Louisiana was provided $200 million in federal pandemic relief money so parents could receive vouchers to put their children in early learning centers while they returned to work. Education officials put the state in position to access the resources as soon as possible, which means Louisiana is likely to spend its allocation well ahead of the September 2024 federal deadline for the money to be used.

That’s why the $51.5 million in state money included in the 2023-24 state budget is considered an encouraging sign by Libbie Sonnier, executive director for the Louisiana Policy Institute for Children.

“What we’ve seen over the last four to five years is increasing state investment in early care and education,” Sonnier said. “Early care and education is a bipartisan issue.

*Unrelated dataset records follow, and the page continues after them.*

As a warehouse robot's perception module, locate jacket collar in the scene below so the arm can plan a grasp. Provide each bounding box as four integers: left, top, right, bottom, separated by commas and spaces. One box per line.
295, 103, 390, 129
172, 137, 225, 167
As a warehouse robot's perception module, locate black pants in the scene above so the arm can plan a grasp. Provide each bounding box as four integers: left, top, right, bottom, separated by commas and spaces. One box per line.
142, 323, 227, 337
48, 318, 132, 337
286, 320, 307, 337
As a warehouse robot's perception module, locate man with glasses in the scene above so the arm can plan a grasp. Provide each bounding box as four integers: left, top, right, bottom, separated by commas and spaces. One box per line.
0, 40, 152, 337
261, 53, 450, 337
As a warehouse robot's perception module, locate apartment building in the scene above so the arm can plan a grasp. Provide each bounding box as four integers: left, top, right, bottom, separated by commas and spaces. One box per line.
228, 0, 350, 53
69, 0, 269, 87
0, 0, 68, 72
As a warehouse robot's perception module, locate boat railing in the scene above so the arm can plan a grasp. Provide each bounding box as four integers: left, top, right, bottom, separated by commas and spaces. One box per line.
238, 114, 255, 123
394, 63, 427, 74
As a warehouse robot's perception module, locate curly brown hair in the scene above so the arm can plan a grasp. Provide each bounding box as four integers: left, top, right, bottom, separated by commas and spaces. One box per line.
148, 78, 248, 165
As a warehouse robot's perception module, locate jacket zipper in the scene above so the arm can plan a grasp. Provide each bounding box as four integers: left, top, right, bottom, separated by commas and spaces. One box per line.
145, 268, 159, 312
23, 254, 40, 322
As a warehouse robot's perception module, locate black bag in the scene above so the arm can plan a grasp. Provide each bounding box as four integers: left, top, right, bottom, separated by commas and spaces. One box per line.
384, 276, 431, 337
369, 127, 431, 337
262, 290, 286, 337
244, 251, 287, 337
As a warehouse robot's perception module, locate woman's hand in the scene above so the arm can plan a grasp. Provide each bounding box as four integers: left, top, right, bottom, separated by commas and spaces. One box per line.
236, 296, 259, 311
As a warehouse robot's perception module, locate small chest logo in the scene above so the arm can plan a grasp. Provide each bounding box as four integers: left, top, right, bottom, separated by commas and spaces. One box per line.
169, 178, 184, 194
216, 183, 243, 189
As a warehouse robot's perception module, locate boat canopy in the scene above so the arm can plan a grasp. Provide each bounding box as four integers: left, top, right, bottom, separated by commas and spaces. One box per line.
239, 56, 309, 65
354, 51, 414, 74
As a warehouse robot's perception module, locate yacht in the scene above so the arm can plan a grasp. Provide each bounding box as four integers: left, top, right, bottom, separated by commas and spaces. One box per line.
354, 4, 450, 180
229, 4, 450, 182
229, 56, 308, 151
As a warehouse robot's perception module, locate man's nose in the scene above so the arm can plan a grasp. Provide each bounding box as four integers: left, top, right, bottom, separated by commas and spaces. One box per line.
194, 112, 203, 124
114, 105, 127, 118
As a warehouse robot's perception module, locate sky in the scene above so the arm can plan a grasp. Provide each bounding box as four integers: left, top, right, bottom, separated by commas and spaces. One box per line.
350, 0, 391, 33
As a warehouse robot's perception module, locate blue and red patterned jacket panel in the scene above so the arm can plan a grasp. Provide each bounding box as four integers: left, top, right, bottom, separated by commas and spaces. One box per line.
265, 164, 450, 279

It’s a business issue. It’s a workforce-of-today issue and a workforce-of-tomorrow issue.”

A November 2022 Policy Institute and University of Louisiana study found parent absences from work attributed to the lack of child care cost the Louisiana economy $1.3 billion annually. The same authors calculated in 2021 that a lack of employee access to child care cost Louisiana businesses $762 million annually. The number includes work absences and the turnover that occurs when parent-employees can’t keep their jobs.

Even with the huge purse of federal money, Louisiana struggles to meet the demand for child care within its labor force. The $200 million helped place some 16,000 children in early childhood centers, but the estimated need is 130,000 slots, said Rep. Barbara Freiberg, R-Baton Rouge, the Louisiana Legislature’s most vocal champion for early childhood education.

Gov. John Bel Edwards signed legislation Freiberg authored this year to create an Early Childhood Care and Education Commission. One of its main objectives is to see if policymakers can come up with a need-based method to fund early childhood education, similar to the Minimum Foundation Program used to allocate per-pupil dollars for K-12 public schools in Louisiana.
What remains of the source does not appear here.